For example, I’ve received numerous invitations to speak (including internationally), participate in committees at the national level, and write chapters for textbooks. I’ve also mentored numerous young surgeons who approached me via e-mail. E-mail still appears to be the best way to communicate with colleagues in other parts of the globe, as it transcends time barriers.
As your career unfolds you may receive very significant communications (including invitations to participate in publications, research grants, or even to be a visiting professor) via e-mail. These may come from colleagues within your own institution or from other institutions. If you don’t look at your e-mail periodically, including the “junk” or “spam” folders, you won’t even know about these opportunities. You will miss a major chance to network, and may even be perceived as rude and unresponsive. The sender of the e-mail will simply move on and contact someone else who is equally well qualified.
You don’t have to obsessively check every couple of hours, but I would recommend a daily sweep of your inbox.
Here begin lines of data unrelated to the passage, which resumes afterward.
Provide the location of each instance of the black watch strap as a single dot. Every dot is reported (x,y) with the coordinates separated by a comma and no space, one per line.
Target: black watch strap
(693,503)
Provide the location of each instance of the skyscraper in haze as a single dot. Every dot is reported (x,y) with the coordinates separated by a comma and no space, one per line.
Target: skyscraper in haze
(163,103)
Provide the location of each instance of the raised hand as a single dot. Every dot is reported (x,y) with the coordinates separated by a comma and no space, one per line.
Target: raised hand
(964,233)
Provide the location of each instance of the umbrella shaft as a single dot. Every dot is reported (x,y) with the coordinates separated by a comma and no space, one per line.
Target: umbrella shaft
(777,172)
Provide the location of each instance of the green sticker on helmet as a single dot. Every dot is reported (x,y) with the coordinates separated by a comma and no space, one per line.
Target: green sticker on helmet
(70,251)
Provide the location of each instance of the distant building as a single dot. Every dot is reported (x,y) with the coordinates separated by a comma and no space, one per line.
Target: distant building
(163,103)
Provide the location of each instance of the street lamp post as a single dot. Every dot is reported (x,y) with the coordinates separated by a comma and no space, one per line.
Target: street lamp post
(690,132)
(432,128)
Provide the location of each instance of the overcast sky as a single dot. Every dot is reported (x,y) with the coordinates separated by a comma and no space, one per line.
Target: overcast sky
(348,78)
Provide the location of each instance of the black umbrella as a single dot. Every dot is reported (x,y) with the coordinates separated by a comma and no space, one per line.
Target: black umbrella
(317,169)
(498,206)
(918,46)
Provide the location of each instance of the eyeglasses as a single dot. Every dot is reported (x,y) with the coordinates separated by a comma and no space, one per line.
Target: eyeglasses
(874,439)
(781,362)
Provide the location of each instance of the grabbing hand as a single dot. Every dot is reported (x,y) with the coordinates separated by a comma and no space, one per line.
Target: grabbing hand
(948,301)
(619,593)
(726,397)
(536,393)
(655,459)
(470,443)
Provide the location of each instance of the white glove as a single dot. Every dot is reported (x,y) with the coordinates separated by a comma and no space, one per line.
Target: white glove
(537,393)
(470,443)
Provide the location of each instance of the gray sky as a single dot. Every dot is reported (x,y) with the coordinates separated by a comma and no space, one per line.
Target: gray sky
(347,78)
It’s a lot easier to clear things out if you are only dealing with a day’s worth of messages. Please don’t tell me how many e-mails you get every day. I have been handing out my business card (with e-mail address) for years, and my e-mail address is on my faculty profile on our department website. I can assure you that I still get a large number of e-mails.
And, once you engage in an e-mail conversation with a colleague, respond promptly. Even if all you can say is “Busy now, I’ll respond by the weeks’ end” (and cc this to yourself so you don’t forget), you will be perceived as awake, alert, alive, and responsive. Your response will be greatly appreciated by the sender.